Closed gwbrown closed 6 months ago
Pinging @elastic/es-data-management (Team:Data Management)
I see this in the log:
1> [2024-01-17T18:16:52,768][INFO ][o.e.s.WatcherYamlRestIT ] [test] expected 0 active watches, but got [1], deleting watcher indices again
WatcherYamlRestIT attempts to delete all watches before the tests start. So $watch_count_active
ought to be 0. We can see from the failure message though that it is 1. The delete request blocks and there's no message that it failed. So I'm wondering if the problem is just that we need a refresh in here.

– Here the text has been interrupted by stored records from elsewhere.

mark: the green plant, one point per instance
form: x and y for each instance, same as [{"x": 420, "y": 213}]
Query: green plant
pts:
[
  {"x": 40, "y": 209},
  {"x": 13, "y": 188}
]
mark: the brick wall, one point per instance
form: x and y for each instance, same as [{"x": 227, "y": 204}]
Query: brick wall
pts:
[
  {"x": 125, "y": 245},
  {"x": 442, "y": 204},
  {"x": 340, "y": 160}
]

So I'm wondering if the problem is just that we need a refresh in here.
That was a dead end -- TransportDeleteWatchAction already sets refresh to IMMEDIATE.
In looking a little more, I don't think that the refresh policy matters anyway -- watch_count_active
is set from the xpack usage API. And from what I can tell, this comes from TriggerService, which is notified to remove the watch when the delete is made:
org.elasticsearch.xpack.watcher.trigger.TriggerService.remove(TriggerService.java:159)
org.elasticsearch.xpack.watcher.WatcherIndexingListener.preDelete(WatcherIndexingListener.java:183)
org.elasticsearch.server@8.13.0-SNAPSHOT/org.elasticsearch.index.shard.IndexingOperationListener$CompositeListener.preDelete(IndexingOperationListener.java:119)
org.elasticsearch.server@8.13.0-SNAPSHOT/org.elasticsearch.index.shard.IndexShard.applyDeleteOperation(IndexShard.java:1195)
org.elasticsearch.server@8.13.0-SNAPSHOT/org.elasticsearch.index.shard.IndexShard.applyDeleteOperationOnPrimary(IndexShard.java:1153)
org.elasticsearch.server@8.13.0-SNAPSHOT/org.elasticsearch.action.bulk.TransportShardBulkAction.executeBulkItemRequest(TransportShardBulkAction.java:345)
org.elasticsearch.server@8.13.0-SNAPSHOT/org.elasticsearch.action.bulk.TransportShardBulkAction$2.doRun(TransportShardBulkAction.java:226)
org.elasticsearch.server@8.13.0-SNAPSHOT/org.elasticsearch.common.util.concurrent.AbstractRunnable.run(AbstractRunnable.java:26)
org.elasticsearch.server@8.13.0-SNAPSHOT/org.elasticsearch.action.bulk.TransportShardBulkAction.performOnPrimary(TransportShardBulkAction.java:293)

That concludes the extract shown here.